2. Can I flare the edge outwards a hair, then weld and have it end up mostly flat after I grind down the welds? From what I've heard seams like this tend to sink a little from being welded.
3. What can I do to get it as smooth as possible without using filler? I'm planning to use a skim coat of fiberglass over top to finish it up but I'd like to keep it to a minimum.
4. Any tips on lining it up and cutting it to fit properly? I was planning to cut out a template, and trim the panel and car to match so it sits pretty close - leaving a little extra so I can slowly trim it until everything fits closely.
1. Make small tack welds and let them cool naturally. Do not cool them with air or a wet rag. You'll shrink the metal this way. Make your tacks every six inches or so, let cool, then go back and push a tack bead onto your cooled, previous tack bead. I feel the weld with my hand to make sure it's not warm to the touch before making another weld.
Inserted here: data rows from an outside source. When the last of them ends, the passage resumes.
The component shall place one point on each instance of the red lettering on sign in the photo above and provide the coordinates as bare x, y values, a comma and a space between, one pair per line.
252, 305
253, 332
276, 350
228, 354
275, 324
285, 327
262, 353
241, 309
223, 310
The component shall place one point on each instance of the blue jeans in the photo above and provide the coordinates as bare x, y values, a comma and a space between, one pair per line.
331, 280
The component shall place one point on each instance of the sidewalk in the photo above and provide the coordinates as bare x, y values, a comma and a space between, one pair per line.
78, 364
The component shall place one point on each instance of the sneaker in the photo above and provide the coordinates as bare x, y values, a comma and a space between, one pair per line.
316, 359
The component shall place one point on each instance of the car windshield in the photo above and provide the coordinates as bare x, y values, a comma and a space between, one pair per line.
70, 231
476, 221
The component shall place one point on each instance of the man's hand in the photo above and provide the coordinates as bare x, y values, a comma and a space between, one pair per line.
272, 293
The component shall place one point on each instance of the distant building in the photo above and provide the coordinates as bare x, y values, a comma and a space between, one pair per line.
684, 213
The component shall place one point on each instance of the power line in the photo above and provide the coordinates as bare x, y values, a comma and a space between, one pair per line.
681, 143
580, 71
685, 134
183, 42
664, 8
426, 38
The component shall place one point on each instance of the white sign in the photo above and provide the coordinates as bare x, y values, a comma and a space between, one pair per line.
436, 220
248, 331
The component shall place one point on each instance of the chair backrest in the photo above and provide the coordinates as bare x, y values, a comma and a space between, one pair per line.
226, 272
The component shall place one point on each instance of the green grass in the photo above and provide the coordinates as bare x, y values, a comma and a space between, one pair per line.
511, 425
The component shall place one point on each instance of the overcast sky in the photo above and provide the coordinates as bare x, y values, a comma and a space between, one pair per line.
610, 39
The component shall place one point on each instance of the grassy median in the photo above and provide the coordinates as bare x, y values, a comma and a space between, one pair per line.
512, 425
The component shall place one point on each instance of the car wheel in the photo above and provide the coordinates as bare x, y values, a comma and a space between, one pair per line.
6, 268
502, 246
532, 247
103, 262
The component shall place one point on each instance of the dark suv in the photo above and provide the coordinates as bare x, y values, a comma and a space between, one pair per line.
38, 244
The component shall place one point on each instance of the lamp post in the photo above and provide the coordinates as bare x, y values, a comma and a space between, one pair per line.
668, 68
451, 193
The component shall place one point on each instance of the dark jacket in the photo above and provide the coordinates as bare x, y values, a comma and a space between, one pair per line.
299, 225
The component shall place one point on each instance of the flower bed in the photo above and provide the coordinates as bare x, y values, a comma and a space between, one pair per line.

2. The seams sink because the metal shrinks. Even if you flare it, you will still get shrinkage. Those aren't big replacement panels with wide open weld runs at the seams, but since you haven't mastered the welder you should plan on some pretty ugly welds that you'll probably have burned in there pretty good. Welding is very difficult to do well initially, and it takes a lot of time and practice to get good at it. I actually find butt welding to be easier than lap welding.

3. Since you've never welded before, you should just plan on having to use filler rather than trying to get a weld so perfect it will require hardly any filler. And I say that because you're just going to have a difficult time getting it to that point, being a novice and all. Keep in mind when you're grinding down your welds, the grinder generates immense heat as well and can further distort the metal if you keep it on one area too long. Don't dwell on any one spot, and jump around alot, letting your welds cool before going back to hit them more. If you can fit a dolly in from the back of the panel, hold it up tight against the back of the weld, then do on-dolly hammer on the weld from the front, this will stretch the metal and you'll actually see the metal start to flex back out. It's exhausting work though.

4. What I've found works really well (and accurately) for me is--if the replacement panel can fit directly on top of/over the old panel--use metal screws and screw it down to the old panel nice and tight so everything lines up well. Then take your cut off wheel and cut right along the edge of the new panel. Unscrew the new panel, continue to remove the old panel if needed, and the new panel will fit right into place and your cut will line up perfectly since the edge of the new panel actually guided the blade. It automatically leaves for a bit of space between the edges of the panels because you don't want your new panel actually touching the original panel if you're doing a butt weld; there needs to be a tiny bit of space between them.